No alla "inglesizzazione"di atenei e scuole

Una lettera dei Radicali al Presidente della Corte Costituzionale in occasione della Udienza Pubblica, che si è tenuta il 20 settembre 2016, sulla internazionalizzazione (inglesizzazione) di atenei e scuole italiane, con postilla (m.c.g.)


Roma, 14 settembre 2016
Oggetto: Udienza pubblica del 20 settembre 2016. Internazionalizzazione (inglesizzazione) di atenei e scuole italiane.
Illustre Presidente, illustre Relatore,
illustri Giudici della Corte Costituzionale,

non entreremo giuridicamente nel merito del perché e del come, la cosiddetta internazionalizzazione” si attui nazionalizzando in inglese l’istruzione in italiano della Repubblica, partendo dall’alta formazione per proseguire verso il basso distruggendola in radice, né entreremo nel merito della questione di legittimità costituzionale dei provvedimenti adottati dal Politecnico di Milano in relazione all’art. 2, comma 2, lett. l) della legge 30 dicembre 2010, n. 240, nella parte di cui in motivazione, in riferimento agli articoli 3, 6, e 33 della Costituzione, come recita il dispositivo del Consiglio di Stato.

È però nostro compito di Partito, attento da sempre ai diritti delle minoranze, allarmarci per quanto sta succedendo, addirittura, ad un popolo sovrano, qual è quello italiano, che vede sempre più lesi i propri diritti linguistici in Italia, e non difesi in Europa, dove la Commissione consulta la popolazione europea quasi esclusivamente in inglese persino su argomenti, come quelli dell’immigrazione, che coinvolgono massicciamente la popolazione italiana.

Umberto Eco in occasione del 150° anniversario dell’Unità d’Italia in Quirinale ebbe a dire che “Un dialetto è una lingua a cui è mancata l’università, e cioè la pratica della ricerca e della discussione scientifica e filosofica”, ne consegue che governi, ministri, parlamentari, rettori, docenti, e chiunque altro tolga spazio allo studio in italiano di qualsivoglia materia nell’università, vuole la dialettizzazione della lingua italiana.

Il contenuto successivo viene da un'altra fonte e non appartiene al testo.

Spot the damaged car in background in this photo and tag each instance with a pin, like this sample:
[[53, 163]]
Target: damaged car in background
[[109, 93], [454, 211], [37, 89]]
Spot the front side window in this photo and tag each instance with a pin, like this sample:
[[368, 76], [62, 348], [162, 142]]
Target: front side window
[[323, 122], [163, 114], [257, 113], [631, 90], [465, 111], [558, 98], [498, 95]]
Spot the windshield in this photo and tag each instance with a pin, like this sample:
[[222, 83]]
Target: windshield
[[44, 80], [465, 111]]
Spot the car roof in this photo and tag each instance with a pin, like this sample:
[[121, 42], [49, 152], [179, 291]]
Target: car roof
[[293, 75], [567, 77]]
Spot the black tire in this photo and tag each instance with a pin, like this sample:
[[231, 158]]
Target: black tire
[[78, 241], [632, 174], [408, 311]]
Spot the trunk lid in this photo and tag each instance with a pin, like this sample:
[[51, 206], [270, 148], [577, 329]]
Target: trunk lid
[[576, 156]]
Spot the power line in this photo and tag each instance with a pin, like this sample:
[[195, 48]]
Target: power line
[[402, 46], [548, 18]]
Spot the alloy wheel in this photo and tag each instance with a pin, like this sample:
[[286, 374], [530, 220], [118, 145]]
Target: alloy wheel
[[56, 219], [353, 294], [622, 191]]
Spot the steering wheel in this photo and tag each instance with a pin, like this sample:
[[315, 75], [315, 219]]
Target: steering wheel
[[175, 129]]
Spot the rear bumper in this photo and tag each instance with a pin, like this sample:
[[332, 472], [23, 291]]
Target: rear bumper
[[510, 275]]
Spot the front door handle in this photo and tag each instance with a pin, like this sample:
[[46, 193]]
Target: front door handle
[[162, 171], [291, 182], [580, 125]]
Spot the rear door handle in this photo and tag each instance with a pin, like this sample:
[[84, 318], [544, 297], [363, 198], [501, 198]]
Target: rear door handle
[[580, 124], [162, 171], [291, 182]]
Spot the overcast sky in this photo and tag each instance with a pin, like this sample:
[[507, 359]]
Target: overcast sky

Svolge un’azione sovversiva tesa alla perdita di sovranità linguistica dell’Italia per consegnarla in mano straniera. Oggi persino extracomunitaria, in quanto con la Brexit, esce anche l’inglese (notificato all’UE dal solo Regno Unito quale lingua ufficiale), dalle lingue comunitarie. Entra così in cortocircuito anche il sistema della lingua straniera in Italia che ha assegnato all’inglese il ruolo di prima lingua tra le 4 maggiori dell’Unione.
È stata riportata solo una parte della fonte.